PROVAVELMENTE NÓS Talvez já tenhamos... Marco A Moreira Cardoso...

PROVAVELMENTE NÓS

Talvez já tenhamos querido demais.
Talvez tenhamos acreditado que o mundo ia se curvar aos nossos planos, e que bastava querer para merecer.
Corremos, nos perdemos, acumulamos, e quando finalmente paramos, descobrimos que o que pesava não era o que faltava, era o que sobrou.
Nada brilha tanto quanto a paz de poder respirar sem culpa, o resto, com o tempo, enferruja.

A vida nunca pediu que fôssemos perfeitos, ela só queria que estivéssemos presentes.
Mas a gente inventa metas, disfarces, pressas.
Esconde o que sente, finge que entende, sorri quando a alma está cansada.
E mesmo assim, a vida insiste, puxa pela mão, devolve o olhar e diz: fica aqui, só por hoje, só por agora.

A gente erra, e como erra.
E dói, dói fundo, dói na carne, dói onde a gente achava que já tinha cicatrizado.
Mas é no erro que o orgulho quebra, e quando o orgulho quebra, entra luz.
O chão é um bom professor, a queda ensina o que o sucesso disfarça, a dor, por mais muda que pareça, ainda fala a língua de Deus.

Nem sempre dá pra achar beleza em tudo.
Tem dia que a vida parece um corredor estreito, sem janelas.
Mas às vezes basta um gesto pequeno, alguém que escuta, um sorriso que atravessa a distância, um copo d’água oferecido sem pressa, e pronto, a luz volta.
Não porque o mundo mudou, mas porque o coração amoleceu um pouco.
A beleza é teimosa, aparece mesmo nos lugares em que a esperança já desistiu.

A vida é um caderno meio amassado, cheio de páginas rasuradas, frases inacabadas e marcas de café.
A gente tenta escrever direito, mas o tempo tem o péssimo hábito de virar a página antes da hora.
Mesmo assim, escrevemos.
Erramos as palavras, corrigimos depois e seguimos.
Um dia, talvez, a gente entenda por que certas linhas só fizeram sentido lá no fim.

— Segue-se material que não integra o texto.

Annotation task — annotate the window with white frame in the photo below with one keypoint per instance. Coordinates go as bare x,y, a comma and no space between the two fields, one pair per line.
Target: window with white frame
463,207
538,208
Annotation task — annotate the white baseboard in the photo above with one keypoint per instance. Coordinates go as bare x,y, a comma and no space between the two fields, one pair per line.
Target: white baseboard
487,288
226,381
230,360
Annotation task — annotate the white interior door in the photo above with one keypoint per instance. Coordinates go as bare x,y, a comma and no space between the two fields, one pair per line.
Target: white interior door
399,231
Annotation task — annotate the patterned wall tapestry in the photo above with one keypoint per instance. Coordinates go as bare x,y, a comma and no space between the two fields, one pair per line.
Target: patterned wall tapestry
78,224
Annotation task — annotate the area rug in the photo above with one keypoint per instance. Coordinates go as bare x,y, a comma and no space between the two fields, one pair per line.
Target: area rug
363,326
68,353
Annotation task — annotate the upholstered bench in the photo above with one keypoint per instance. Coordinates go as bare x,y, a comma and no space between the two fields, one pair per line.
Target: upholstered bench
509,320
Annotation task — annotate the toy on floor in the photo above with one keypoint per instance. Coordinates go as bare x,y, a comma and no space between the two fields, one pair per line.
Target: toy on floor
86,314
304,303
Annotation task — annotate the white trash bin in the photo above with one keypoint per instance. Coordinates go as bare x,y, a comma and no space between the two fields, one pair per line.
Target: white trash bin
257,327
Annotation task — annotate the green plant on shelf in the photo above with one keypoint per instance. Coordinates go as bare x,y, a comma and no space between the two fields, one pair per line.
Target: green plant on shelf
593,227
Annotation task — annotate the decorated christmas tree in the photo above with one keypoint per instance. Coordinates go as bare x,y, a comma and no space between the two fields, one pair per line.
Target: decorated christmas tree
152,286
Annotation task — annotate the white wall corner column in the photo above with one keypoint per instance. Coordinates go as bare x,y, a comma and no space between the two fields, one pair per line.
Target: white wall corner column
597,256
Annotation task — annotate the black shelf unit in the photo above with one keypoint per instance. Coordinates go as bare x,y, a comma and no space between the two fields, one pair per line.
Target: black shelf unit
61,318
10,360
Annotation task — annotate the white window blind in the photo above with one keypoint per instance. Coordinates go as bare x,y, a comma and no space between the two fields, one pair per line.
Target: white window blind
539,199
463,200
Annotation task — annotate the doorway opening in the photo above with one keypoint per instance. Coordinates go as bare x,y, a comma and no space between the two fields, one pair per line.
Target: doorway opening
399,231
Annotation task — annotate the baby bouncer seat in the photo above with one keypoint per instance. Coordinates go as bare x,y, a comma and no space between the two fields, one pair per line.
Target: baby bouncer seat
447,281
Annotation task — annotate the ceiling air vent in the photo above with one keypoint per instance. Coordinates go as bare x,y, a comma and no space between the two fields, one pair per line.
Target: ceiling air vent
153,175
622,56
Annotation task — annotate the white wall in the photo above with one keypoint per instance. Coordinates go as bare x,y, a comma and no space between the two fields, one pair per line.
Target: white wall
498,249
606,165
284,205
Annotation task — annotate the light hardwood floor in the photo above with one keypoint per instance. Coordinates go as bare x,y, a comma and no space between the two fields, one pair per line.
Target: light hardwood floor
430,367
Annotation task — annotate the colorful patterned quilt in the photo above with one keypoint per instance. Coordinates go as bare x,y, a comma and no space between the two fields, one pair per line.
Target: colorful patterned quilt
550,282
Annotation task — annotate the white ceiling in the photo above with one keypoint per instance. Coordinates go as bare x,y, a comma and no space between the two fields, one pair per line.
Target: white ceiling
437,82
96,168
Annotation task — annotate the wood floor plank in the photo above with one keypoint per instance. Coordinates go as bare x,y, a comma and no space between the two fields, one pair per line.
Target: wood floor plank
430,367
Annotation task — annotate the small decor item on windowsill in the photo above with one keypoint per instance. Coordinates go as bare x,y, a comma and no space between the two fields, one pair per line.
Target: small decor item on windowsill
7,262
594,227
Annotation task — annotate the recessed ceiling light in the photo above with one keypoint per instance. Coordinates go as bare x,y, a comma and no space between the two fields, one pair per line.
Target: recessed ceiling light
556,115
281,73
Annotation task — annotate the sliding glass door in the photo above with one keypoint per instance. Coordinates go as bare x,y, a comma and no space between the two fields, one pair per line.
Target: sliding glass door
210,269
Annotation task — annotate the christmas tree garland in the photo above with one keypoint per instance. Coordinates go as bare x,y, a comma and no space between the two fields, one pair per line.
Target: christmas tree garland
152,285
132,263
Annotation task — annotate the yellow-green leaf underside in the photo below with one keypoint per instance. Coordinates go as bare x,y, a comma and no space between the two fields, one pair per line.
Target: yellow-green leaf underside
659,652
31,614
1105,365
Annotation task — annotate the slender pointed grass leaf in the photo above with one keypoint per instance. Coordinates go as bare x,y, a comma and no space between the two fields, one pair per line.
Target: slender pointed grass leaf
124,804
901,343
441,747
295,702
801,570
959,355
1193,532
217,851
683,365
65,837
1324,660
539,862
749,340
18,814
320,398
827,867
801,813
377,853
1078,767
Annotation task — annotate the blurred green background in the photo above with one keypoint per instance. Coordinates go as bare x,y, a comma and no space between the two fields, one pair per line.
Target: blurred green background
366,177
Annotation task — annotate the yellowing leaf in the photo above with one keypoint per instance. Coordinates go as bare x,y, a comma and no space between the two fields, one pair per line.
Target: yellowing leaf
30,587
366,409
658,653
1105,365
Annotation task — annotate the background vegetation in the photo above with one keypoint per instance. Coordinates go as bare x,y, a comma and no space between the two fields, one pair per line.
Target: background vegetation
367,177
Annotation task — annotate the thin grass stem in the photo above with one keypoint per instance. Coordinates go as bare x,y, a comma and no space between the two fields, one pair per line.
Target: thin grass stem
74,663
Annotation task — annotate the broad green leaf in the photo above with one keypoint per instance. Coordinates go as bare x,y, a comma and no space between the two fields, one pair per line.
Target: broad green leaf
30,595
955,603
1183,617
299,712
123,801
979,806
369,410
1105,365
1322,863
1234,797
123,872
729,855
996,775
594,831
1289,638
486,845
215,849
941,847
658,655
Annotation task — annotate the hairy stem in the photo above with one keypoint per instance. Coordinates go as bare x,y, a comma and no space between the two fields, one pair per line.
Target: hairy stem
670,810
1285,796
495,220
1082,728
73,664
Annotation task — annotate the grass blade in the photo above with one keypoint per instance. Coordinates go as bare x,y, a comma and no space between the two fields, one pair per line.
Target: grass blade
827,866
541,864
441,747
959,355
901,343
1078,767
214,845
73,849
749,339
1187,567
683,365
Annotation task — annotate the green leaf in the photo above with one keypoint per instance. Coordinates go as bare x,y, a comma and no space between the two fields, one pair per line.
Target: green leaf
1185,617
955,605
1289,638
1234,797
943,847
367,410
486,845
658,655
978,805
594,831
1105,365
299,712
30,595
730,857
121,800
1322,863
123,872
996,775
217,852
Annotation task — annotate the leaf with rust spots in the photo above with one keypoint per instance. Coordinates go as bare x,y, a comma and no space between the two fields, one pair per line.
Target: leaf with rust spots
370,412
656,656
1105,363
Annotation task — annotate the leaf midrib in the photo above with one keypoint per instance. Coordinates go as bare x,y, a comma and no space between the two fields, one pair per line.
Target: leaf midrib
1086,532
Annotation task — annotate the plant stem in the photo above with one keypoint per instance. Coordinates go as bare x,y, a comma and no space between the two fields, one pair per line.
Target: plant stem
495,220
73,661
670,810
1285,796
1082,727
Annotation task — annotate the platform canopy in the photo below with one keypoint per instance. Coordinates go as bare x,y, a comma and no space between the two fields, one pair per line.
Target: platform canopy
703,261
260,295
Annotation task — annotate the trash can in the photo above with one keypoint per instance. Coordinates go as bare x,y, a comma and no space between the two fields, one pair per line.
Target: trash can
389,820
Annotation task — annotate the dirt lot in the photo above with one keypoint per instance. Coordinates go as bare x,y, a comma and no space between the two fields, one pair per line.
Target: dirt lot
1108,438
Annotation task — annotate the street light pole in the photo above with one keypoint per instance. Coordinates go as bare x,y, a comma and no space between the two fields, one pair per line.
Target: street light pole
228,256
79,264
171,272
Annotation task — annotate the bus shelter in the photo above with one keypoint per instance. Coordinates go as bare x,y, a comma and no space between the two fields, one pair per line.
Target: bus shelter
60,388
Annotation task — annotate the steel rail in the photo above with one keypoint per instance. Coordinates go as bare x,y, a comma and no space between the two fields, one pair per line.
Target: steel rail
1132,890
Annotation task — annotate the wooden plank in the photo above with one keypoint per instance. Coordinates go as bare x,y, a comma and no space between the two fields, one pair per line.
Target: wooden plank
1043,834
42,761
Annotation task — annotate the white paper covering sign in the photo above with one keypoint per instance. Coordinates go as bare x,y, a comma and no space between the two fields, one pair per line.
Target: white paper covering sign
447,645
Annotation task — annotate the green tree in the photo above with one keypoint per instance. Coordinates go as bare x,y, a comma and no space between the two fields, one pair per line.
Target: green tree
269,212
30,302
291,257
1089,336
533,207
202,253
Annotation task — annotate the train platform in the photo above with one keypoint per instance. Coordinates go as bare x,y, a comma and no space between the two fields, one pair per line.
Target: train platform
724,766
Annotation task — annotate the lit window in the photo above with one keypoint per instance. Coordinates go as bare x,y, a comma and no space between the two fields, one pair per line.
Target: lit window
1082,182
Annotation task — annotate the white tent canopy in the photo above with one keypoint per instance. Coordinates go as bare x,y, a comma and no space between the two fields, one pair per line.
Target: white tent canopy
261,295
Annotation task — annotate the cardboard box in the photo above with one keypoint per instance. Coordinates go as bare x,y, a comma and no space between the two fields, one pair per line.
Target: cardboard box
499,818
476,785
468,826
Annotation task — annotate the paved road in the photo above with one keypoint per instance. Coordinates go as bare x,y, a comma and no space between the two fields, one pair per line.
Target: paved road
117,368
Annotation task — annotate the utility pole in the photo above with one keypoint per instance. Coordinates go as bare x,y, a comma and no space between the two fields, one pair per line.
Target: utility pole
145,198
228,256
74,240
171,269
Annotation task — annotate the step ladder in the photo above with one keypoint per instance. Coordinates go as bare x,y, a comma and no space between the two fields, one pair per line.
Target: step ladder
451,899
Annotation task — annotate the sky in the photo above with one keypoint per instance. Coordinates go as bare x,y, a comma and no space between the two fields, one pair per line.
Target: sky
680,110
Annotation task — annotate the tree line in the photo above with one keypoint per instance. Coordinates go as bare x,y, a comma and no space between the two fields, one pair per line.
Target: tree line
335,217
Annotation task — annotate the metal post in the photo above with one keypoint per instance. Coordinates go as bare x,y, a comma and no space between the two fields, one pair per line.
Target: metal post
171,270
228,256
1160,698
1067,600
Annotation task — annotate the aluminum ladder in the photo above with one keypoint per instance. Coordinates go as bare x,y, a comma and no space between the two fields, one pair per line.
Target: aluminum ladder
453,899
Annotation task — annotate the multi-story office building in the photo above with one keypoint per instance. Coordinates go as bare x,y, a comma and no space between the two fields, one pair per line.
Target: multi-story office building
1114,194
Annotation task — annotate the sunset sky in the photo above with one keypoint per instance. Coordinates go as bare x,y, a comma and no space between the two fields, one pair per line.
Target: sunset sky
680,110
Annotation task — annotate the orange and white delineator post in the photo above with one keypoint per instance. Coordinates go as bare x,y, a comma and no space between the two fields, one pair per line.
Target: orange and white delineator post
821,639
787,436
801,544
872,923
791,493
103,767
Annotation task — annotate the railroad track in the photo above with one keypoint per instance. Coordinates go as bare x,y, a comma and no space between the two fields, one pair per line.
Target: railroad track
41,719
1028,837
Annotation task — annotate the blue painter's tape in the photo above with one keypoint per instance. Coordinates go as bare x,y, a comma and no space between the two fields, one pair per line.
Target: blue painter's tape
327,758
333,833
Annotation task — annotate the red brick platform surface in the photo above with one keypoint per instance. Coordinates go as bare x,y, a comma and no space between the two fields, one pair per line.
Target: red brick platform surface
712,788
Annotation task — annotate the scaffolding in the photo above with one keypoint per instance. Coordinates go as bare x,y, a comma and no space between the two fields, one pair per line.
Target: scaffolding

O que importa mesmo não é o que deixamos no mundo, mas o que deixamos nas pessoas.
Um olhar, um cuidado, um gesto qualquer que acendeu um dia bom na vida de alguém.
O resto se apaga.
A vida não guarda diplomas nem moedas, guarda afetos.
O que nasceu do amor não conhece esquecimento.

Ser simples é o que sobra quando o barulho acaba, quando as exigências diminuem e o peito aprende a respirar em paz.
Ser simples é andar leve, ouvir mais do que falar, parar de querer vencer o tempo.
Não é desistir, é finalmente entender.
Talvez seja isso que a vida esperava da gente desde o começo, que deixássemos de procurar grandeza e voltássemos a ser inteiros.